Llegué al valle en un helicóptero de la 9° División de Caballería. Hay que verla en acción, es el arma táctica más moderna con que cuenta el ejército norteamericano en Vietnam. Me habían recomendado en Saigón: “No vayas, manito –rogó al pie del helicóptero el soldado mexicano-californiano David Castañella-, es el suicidio. De allí vuelven todos cadáveres”. Desde la calle Camp Evans, la base del regimiento, el Huey se encaramó por sobre las montañas y a más de 4.000 metros de altura teníamos frío, a pesar de habernos ajustado el pesado chaleco contra las esquirlas. Con sables cruzados dorados, pintados en la nariz de cada uno, y el remedar de galope de las paletas, los helicópteros se movían como una nerviosa tropilla. “el éxito nuestro es la movilidad que nos permite saltar detrás de las líneas enemigas”, explicó el jefe del cuerpo.

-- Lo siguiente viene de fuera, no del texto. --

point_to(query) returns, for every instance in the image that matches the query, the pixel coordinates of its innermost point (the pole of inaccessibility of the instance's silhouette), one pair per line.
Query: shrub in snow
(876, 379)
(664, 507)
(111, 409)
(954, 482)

Ya volábamos sobre el Valle y entre las nubes se veía el camino rojo construido por los norvietnamitas que se había convertido en la principal ruta de infiltración desde la senda Ho Chi Minh hacia las ciudades del norte de Vietnam del Sur. Bruscamente, y zumbando a toda velocidad, rozando la copa de arbustos y cerros. “A esta altura les resulta más difícil acertarnos”, murmuró un soldado, que rezaba con los ojos entrecerrados, mientras los dos artilleros ametrallaban los bultos sospechosos sin dejar de masticar chicle, cosa que parecían hacer al compás. Manchas negras, de las que sobresalía la cruz de las paletas, marcaban el lugar donde había caído y se había incendiado un helicóptero. “Tienen cañones de 35 mm. Nos derribaron más de 30″.

Siguiendo el camino rojo vimos desde el aire los camiones y las máquinas topadoras rusas que el ataque sorpresivo permitió capturar intactos. Y, por rachas, hileras de profundos cráteres que daban al fondo del valle un aspecto lunar. “Son las 30 toneladas de bombas de cada B-52. Ya las oirá de noche. Es el arma del terror”. El helicóptero nos dejó en el borde de una montaña donde se podían ver sus efectos. En kilómetros cuadrados no había quedado un árbol vivo ni un trozo de roca sin remover. Cráteres de 15 metros de circunferencia marcaban los lugares del impacto.

Difícil dar un paso sin pisar un trozo de hierro de las grandes bombas o de los recipientes de napalm. Desde más allá de la zona muerta se oían gritos de pájaros y monos. Desnudos hasta la cintura, los soldados cavaban trincheras para pasar la noche y luego las cubrían con maderas y bolsas llenas de tierra. “Al otro puesto lo atacaron con cohetes y morteros”. Casi intermitentemente el valle retumbaba con la artillería, por suerte amiga, buscando las posiciones norvietnamitas. Con árboles en el borde de la montaña y plantíos de maíz, mandioca y bananas en la vega, haciendo abstracción de ruidos, el valle recortaba un paisaje idílico. “Creo que una vez que termine la guerra vendré a pasar unas vacaciones aquí”, prometió el Tte. Fred Steinberg. Y el jefe de la compañía, Michael Sprayberry, me propuso: “mañana vamos hacia Laos. Hoy perdimos cuatro hombres y hubo 12 heridos. ¿Nos acompaña?” Acepté, era un desafío.